Gatos japoneses

Incomodam-me os gatos. São admiráveis na sua elegância, feitos de gestos coreográficos, bailarinos acrobáticos, matizados com distinção. São lindos. Mas incomodam-me. Sei que é porque não lido bem com os seus súbitos ataques. Essas repentinas ideias predadoras que lhes passam pelas cabeças malucas e os põem em fúria contra seja quem for. Só de estar, sou escolhido normalmente pelos gatos para vítima. Nem que lhes dê comida ou os afague, se precisarem de afiar as unhas vão querer as minhas costas.

Em Tóquio podemos tomar chá num bar de gatos. Enfim, um lugar meio estranho e algo decadente onde umas dezenas desses felinos se espalham livremente, cheios de aconchegos e estruturas trepantes para que se sintam felizes. A clientela, entre alguns turistas sempre coscuvilheiros, é composta sobretudo por uma certa trupe solitária que busca na mística complexa do gato um afecto importante para a urbanidade desafiadora da cidade.

Os gatos amam sobretudo por interesse. São oportunistas e mudam de dono se perderem as condições que consideram necessárias para o seu bem-estar. A sua fidelidade depende da estabilidade das benesses e do sossego. De facto, um indivíduo que se veja desalojado e vá viver para debaixo da ponte dificilmente convence o seu gato a acompanhá-lo na vida. Isso já não se passa com os cães, que padecem solidariamente com os donos, invariavelmente capazes de uma alegria sincera apenas por permanecerem juntos.

Neste sentido, dizer que alguém colmata a solidão com um avaro carinho de gato num bar induz a uma tristeza profunda. Suponho que pessoas procurem estas experiências para se sentirem especiais, porque há o mito de que os gatos é que escolhem, como se escolhessem bem, como se escolhessem os melhores. Isso é uma treta. Os gatos escolhem os que aparentam ser mais generosos, aqueles que com facilidade lhes concedam o que querem.

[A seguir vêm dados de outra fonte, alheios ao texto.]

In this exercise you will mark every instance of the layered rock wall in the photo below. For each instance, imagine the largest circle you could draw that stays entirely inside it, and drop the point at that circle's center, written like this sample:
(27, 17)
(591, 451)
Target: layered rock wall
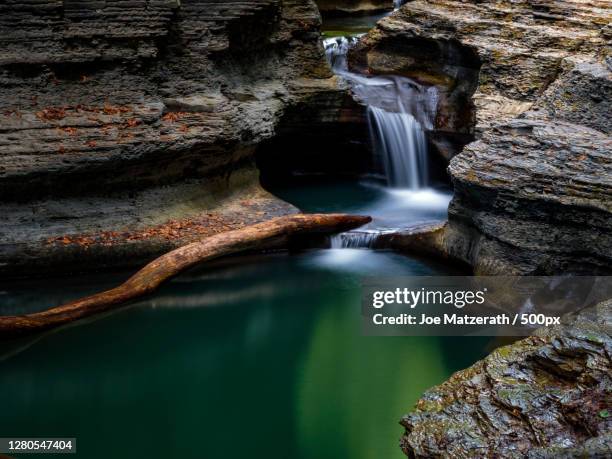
(532, 81)
(118, 102)
(547, 396)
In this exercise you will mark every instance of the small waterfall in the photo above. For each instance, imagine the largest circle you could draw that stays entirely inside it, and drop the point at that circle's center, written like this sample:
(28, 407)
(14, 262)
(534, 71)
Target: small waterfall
(399, 139)
(336, 50)
(354, 239)
(399, 110)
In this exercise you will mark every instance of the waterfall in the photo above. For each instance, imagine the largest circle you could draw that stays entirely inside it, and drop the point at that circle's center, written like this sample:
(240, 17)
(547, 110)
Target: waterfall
(398, 112)
(399, 139)
(354, 239)
(336, 50)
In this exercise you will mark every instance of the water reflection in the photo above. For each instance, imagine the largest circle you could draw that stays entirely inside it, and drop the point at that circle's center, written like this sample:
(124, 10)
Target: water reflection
(280, 370)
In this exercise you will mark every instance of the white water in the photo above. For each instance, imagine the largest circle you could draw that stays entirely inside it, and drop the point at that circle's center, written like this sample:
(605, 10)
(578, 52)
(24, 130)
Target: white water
(399, 110)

No âmbito das gravações do novo documentário do Miguel Gonçalves Mendes, pensei acerca do que me poderia ser incómodo e entristecedor em Tóquio e propus que avançássemos para o chá dos gatos. A propensão para espirrar com os pêlos deles pelo ar, a probabilidade de ser ferrado, arranhado, cego ou, no mínimo, ameaçado era tremenda. De todo o modo, não me interessavam os gatos, antes os clientes. E entendi logo que o sistema é ainda mais perverso do que previa. Por trezentos ienes compram-se umas pequenas caixas de peixe meio seco, iguaria que atrai os bichos como a melhor das flautas encantadas. O que descamba num jogo de corrupção pela gula que desencadeia facilmente uma competição entre os solitários clientes que, para se terem rodeados de gatos, seguem comprando e oferecendo os iscos. Põem-se os bichos a barafustar uns com os outros, assanhados aqui e ali, uma e outra vez, a reclamarem dos velhotes mais serviço, mais comida. Ocorreu-me que, sem sexo, aquele bar prostitui os gatos. Ficam bailando, aquelas caudas a passar nas pernas e nos pescoços de quem entra, pagos a lascas de peixe como se de dinheiro se tratasse. Dinheiro de gato, claro.

Esmagadora, Tóquio não é uma cidade desumana. Por mais futurista ou espessa, não perdeu um bem-estar incomum em lugares de grande dimensão. Temos sempre a impressão de que são bem possíveis aquelas coisas clássicas do amor e da amizade. Assim, não é tão imediato que queiramos naturalizar estas bizarrias. Estive no bar a proteger-me como soube e a ponderar sobre esses japoneses que, cordiais como poucos povos do mundo, perdem contudo o caminho uns para os outros, praticando uma espécie de contemplação silente do mundo, passando pelo mundo numa míngua tão grande de tudo que a fugaz sedução de um gato desconhecido se assemelha a uma promessa profunda da sabedoria misteriosa da natureza.

Um gato escolheu o meu colo. Não o afaguei. Fiquei na dúvida se desentendeu que não me sinto confortável com gatos ou se, por isso mesmo, me veio provocar. Era magrito e bonito. Não desgostei, fiquei apenas muito desconfiado.